Une brise traversa la pièce. Le gris du soir s’éprit de Richard. Le rideau tomba sur son visage ridé comme une ricotta desséchée. Rire est le propre de l’homme dit-on. Mais à quoi cela rime quand la grisaille éteint tout.
 

10 novembre 2025

B.

- La beauté, Barbara, la beauté qu'est-ce que c'est pour toi? Celle des trésors de mots pêchés dans un bouquin biblique ou hérétique? Celle du visage un peu brouillon, un peu boursouffle du jeune enfant qui braille parce qu'il a perdu son bilboquet, dis moi...!

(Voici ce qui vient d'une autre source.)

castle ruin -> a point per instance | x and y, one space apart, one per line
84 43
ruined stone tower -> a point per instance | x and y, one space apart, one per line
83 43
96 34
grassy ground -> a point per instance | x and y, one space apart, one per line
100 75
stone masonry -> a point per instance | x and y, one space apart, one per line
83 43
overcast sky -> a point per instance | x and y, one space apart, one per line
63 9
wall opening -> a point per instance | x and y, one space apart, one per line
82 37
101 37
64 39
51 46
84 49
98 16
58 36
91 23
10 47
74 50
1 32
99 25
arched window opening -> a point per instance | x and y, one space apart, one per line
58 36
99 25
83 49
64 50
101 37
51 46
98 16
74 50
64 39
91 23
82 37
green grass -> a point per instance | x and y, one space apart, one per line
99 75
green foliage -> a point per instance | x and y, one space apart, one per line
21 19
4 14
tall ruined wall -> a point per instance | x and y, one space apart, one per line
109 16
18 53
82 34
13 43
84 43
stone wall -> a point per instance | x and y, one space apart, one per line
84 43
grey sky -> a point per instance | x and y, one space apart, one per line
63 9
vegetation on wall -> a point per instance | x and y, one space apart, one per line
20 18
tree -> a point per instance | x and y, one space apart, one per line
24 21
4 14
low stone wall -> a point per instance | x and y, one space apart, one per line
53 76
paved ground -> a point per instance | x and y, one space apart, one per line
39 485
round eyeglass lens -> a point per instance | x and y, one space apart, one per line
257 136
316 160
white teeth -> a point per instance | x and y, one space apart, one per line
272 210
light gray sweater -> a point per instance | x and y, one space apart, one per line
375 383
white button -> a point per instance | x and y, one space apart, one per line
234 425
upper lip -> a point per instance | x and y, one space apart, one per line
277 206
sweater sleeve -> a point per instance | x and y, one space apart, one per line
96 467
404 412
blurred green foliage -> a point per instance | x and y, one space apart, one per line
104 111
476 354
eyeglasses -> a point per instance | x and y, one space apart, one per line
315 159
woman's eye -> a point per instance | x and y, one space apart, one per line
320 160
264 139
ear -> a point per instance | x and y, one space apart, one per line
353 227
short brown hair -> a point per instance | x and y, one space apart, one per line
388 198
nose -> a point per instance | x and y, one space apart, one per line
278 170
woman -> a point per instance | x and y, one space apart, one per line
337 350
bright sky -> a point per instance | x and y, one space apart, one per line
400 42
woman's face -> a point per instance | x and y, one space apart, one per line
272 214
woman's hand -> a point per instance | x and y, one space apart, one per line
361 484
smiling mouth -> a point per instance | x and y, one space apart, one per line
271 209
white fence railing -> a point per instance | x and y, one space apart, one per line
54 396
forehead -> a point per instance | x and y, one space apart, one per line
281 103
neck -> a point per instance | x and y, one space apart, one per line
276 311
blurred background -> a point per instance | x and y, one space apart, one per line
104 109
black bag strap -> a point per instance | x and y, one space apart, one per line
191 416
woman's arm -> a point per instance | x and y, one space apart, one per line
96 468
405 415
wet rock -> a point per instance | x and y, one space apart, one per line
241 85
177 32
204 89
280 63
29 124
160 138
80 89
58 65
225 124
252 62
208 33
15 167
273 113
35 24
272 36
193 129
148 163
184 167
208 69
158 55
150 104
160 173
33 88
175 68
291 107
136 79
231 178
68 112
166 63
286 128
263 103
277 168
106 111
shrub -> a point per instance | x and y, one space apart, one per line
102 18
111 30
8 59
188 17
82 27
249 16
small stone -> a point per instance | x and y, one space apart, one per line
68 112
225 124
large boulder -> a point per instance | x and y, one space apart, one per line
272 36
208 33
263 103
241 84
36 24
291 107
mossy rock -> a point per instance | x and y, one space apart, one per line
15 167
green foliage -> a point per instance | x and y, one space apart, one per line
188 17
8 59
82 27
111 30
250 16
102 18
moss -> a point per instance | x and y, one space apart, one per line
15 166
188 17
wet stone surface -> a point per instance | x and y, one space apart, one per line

- et si je te dis : " bourru, bébé bredouillait ses borborygmes abscons en boulottant une banane", hein? Tu la vois ou la beauté ? Hein, tu lui trouves toujours un beau visage de bouddha, tu ne te sens pas blessé dans ton pur amour de l'esthétique? Choque par sa ressemblance avec un batracien colérique, donc dépourvu de toute beauté? Et si je te dis encore, dans la foulée, "blême, Barbara déboula, batte de base ball en main, et bibi...." Je continue? Je continue, Bernard? Dis !
- ne parlons plus de bébé, soit. Je ne réouvrirai pas ta blessure à coups de bistouri. Pardon, Barbara, pardon ! Maintenant ferme tes jolis yeux et imagine simplement une belle bicoque aux allures de bohème que bécassine t'a laissée le temps de sa croisière en bateau ... imagine son petit balcon fleuri.... et tu sais de quoi, ma Barbara? D'hibiscus, Barbara, jaunes comme tu les aimes, et, j'ai pas fini, pense à une bande sonore qui te murmure cette phrase sur fond de "clair de lune" de Debussy, cette phrase qui te dit : "les balcons de Babylone débordait d'hibiscus éblouissants de beauté", tu la vois la beauté, dis? Tu la vis ta bohème?
- But, Bernard, but! En plein dans le mille! A moi maintenant.  Et ma phrase je vais te la fredonner comme une berceuse.....:
"Bien imbibé, un beau baba embaumait le bon rhum de la Barbade" . Toute la beauté de ta pâtisserie préférée, pour te mettre l'eau à la bouche...
- Alors la, Barbara, tu as gagné! Touche le maillon faible !Et si.... si on descendait voir s'ils en ont chez mariage frère? Tu te sentirais de marcher jusque là ? Ça va aller ?
- T'inquiètes. Avec ma canne d'un côté et ton bras de l'autre, je galoperais jusqu'au bout du monde. Prends bien ton écharpe, ne vas pas attraper la mort."
10 novembre 2025

LETTRE (à) D.

Dédé, le dresseur de dromadaires, darda sur Dorothée, la douce
dompteuse de dindons, un dur regard qui la fit défaillir. Alors Dorothée
dit :...
« Dis donc, Dédé, sans dec !, tu m’déshabille de tes mirettes comme
toutes ces dames dociles que tu déniches les soirs d’disette en jouant
l’derviche qui tourne les têtes ? Ou c’est l’daron, ce dictateur -en vérité
mon durillon qui m’fait douiller mon doigt de pied-, qui me dézingue
comme une damnée ?
Ben, Détrompes-toi ! Dinde je n’suis pas ! Ni dingue de toi, manqu’rait
plus qu’ça !!… Non plus, j’n’ai découché ce 2 d’octobre -et donc d’hier- !
C’est dire que j’t’obéis au doigt et… au deuil de mon dandy Daniel, le
trapéziste. De ç’ui là, dingue j’étais... à m’défaire de mes draperies et
m’donner à lui dare-dare.
Mais, de ta défiance, déjà le trapéziste, diabétique, en avait fait les frais.
Dramatique !! J’te déteste Dédé ! voilà qui est dit.
Dorénavant -et ça n’s’ra pas la der de der- je décide de m’adonner, sans-
d’ssus-(ni)dessous, à qui, disert, f’ra d’moi son défi ! »

Dédé, soudain déconfit, dépité, dépassé, senti combien sa Dorothée,
encore donzelle, qu’il avait de si longue date tant dorlotée, se débinait à
tire d’aile.
Lui tournant le dos, il s’empara d’un Doliprane déposé là -de quoi
dominer sa douleur. Puis il lui dit sans dérision: « Va donc au Diable !
Dès demain t’iras dresser les dragons, d’ac’ ou pas ! D’ac’ ?».